The following example discusses the starting dose of an antibody, investigated for patients with advanced cancers where the toxicity-based approach would have resulted in a starting dose lower than the MABEL dose. Toxicology studies in monkeys determined the HNSTD to be 3 µg/kg once weekly subcutaneously (i.e. 15 μg for a 5 kg monkey). Using a sixfold safety margin and considering the amount of drug injected in toxicology studies, the starting dose would be <0.04 µg/kg for a 70 kg patient. However, no injection-site reactions were observed in monkeys, therefore the starting dose was not limited to the amount of drug injected. Using the BSA normalization approach with standard parameters and a sixfold safety margin, the starting dose would be 0.16 µg/kg once weekly, whereas a MABEL-based approach indicated a starting dose of 0.6 µg/kg once every 2 weeks. Of note, the toxicology study was designed as a once-weekly regimen; however a once every 2 weeks regimen was later selected for clinical evaluation, which was supported by pharmacokinetic characterization from toxicology studies. The MABEL-based regimen was higher than that based on the BSA normalization approach with standard parameters. Using a scaling factor of 0.81 and a sixfold safety margin also supported the dose of 0.6 µg/kg once every 2 weeks, i.e. 3 µg/kg × 0.6 (conversion factor) × 1/6 = 0.3 µg/kg once weekly, which provides a similar overall exposure as 0.6 µg/kg once every 2 weeks. A scaling factor of 0.81 was selected based on a comprehensive exercise to determine the typical population pharmacokinetic parameters of monoclonal antibodies utilizing a rich dataset including 27 monoclonal antibodies with linear pharmacokinetics [8]. Furthermore, the selected starting dose level was supported by all available data, including (1) non-clinical toxicology studies that showed a safety profile consistent with the target expression and the underlying mechanism of action; (2) similar target binding affinities between humans and monkeys; (3) a similar target expression pattern between humans and monkeys; (4) a well-characterized exposure–safety relationship across a wide range of doses; (5) low expected RO; and (6) low risk of eliciting CDC or ADCC. Therefore, the totality of data suggested a low risk of exaggerated pharmacology and supported the MABEL-based starting dose.

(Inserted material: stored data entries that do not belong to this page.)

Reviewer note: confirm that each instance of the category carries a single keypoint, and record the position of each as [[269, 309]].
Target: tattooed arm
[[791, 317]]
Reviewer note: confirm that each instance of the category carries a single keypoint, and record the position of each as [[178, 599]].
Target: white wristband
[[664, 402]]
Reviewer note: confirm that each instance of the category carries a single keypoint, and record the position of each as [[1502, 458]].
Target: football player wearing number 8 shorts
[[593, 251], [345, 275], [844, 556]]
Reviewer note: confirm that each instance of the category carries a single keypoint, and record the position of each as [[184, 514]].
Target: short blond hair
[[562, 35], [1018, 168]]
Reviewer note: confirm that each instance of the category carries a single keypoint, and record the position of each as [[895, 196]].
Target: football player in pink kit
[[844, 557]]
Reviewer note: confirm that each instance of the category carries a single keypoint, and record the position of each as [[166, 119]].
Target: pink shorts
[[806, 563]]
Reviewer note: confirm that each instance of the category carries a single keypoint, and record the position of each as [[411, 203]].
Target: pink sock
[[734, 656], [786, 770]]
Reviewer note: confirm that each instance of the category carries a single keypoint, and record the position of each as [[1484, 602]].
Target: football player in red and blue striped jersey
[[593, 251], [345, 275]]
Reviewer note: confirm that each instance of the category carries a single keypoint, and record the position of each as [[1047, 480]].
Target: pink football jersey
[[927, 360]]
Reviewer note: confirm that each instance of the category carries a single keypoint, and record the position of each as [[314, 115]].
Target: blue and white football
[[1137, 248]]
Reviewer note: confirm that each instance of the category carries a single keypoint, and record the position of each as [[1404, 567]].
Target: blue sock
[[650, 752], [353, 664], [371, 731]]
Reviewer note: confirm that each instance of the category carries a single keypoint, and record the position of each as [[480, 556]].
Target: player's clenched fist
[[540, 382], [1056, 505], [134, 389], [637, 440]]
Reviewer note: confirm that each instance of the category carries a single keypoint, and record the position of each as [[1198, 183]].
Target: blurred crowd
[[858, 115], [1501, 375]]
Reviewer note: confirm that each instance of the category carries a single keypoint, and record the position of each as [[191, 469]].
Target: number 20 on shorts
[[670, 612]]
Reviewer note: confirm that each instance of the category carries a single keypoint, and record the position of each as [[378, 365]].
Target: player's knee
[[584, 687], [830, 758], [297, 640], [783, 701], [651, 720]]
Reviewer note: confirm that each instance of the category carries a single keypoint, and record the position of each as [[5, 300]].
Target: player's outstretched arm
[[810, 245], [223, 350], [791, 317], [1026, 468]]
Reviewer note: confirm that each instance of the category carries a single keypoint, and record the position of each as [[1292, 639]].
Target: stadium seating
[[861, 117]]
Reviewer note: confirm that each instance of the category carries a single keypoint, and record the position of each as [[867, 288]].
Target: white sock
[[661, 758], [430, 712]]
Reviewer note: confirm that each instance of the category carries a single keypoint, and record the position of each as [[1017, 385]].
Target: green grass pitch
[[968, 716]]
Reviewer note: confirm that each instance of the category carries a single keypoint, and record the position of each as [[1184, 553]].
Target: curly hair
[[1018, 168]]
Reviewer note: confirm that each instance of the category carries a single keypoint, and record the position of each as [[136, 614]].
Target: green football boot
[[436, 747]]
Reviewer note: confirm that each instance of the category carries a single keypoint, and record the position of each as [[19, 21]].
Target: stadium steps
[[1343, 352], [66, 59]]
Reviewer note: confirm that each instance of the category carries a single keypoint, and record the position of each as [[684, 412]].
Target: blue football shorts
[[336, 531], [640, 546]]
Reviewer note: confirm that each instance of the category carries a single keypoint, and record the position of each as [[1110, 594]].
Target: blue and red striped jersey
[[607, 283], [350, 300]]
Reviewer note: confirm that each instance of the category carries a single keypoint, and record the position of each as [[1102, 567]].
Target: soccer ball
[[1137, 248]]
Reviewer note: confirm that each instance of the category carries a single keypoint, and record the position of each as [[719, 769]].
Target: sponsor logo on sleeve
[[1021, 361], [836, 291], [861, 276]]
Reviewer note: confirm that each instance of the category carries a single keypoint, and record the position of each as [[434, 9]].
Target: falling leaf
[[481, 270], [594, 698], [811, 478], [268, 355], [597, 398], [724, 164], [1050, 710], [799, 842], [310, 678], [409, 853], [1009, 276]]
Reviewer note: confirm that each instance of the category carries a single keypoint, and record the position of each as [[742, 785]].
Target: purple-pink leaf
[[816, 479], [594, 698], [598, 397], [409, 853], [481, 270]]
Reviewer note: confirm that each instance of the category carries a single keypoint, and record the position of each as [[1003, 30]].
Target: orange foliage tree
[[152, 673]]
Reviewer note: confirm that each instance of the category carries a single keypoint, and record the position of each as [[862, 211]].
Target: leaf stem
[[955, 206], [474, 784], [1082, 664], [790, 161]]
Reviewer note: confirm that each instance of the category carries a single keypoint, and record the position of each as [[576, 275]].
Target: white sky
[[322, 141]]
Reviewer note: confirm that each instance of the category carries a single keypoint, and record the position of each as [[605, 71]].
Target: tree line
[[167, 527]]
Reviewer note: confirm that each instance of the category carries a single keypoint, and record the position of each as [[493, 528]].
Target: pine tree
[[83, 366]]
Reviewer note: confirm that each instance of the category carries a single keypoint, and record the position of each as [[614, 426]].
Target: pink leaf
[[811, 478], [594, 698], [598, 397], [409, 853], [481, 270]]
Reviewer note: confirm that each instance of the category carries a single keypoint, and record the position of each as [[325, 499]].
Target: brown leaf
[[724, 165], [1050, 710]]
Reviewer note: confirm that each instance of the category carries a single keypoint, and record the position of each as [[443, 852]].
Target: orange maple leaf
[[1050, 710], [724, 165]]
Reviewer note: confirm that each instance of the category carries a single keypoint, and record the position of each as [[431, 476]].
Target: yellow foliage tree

Finally, the starting dose should be viewed as the means, rather than the end, to an efficient FIH study. Efficient dose escalation strategies are an important consideration of the design of efficient FIH studies. Dose escalation strategies fall into two broad categories, either rule-based (e.g. 3 + 3 design and its variations) or model-based approaches, such as Bayesian-logistic regression models (BLRM) and the continuous reassessment method (CRM). Each of these methods have advantages and disadvantages [11]. The choice of the dose escalation method should consider the novelty of the molecule, the level of uncertainty in the toxicity profile, the starting dose, and the underlying disease.

We call for a balanced approach for selecting starting doses that considers the therapeutic benefit in the target patient population while maintaining adequate safety margins [1]. The starting doses should be determined based on comprehensive evaluation of all available data, including in vitro and in vivo data, in relevant models employing model-informed drug development approaches, the novelty of the mechanism of action, potential differences in the sensitivity of the preclinical species to toxic effects versus humans, relevance of available animal models for predicting efficacy in patients, different receptor density or affinity, differences in systemic bioavailability, and/or drug distribution. If uncertainties in the translation paradigm are too high, resulting in a low starting dose, more efficient dose escalation strategies should be considered, as supported by the emerging clinical data, especially in the initial cohorts.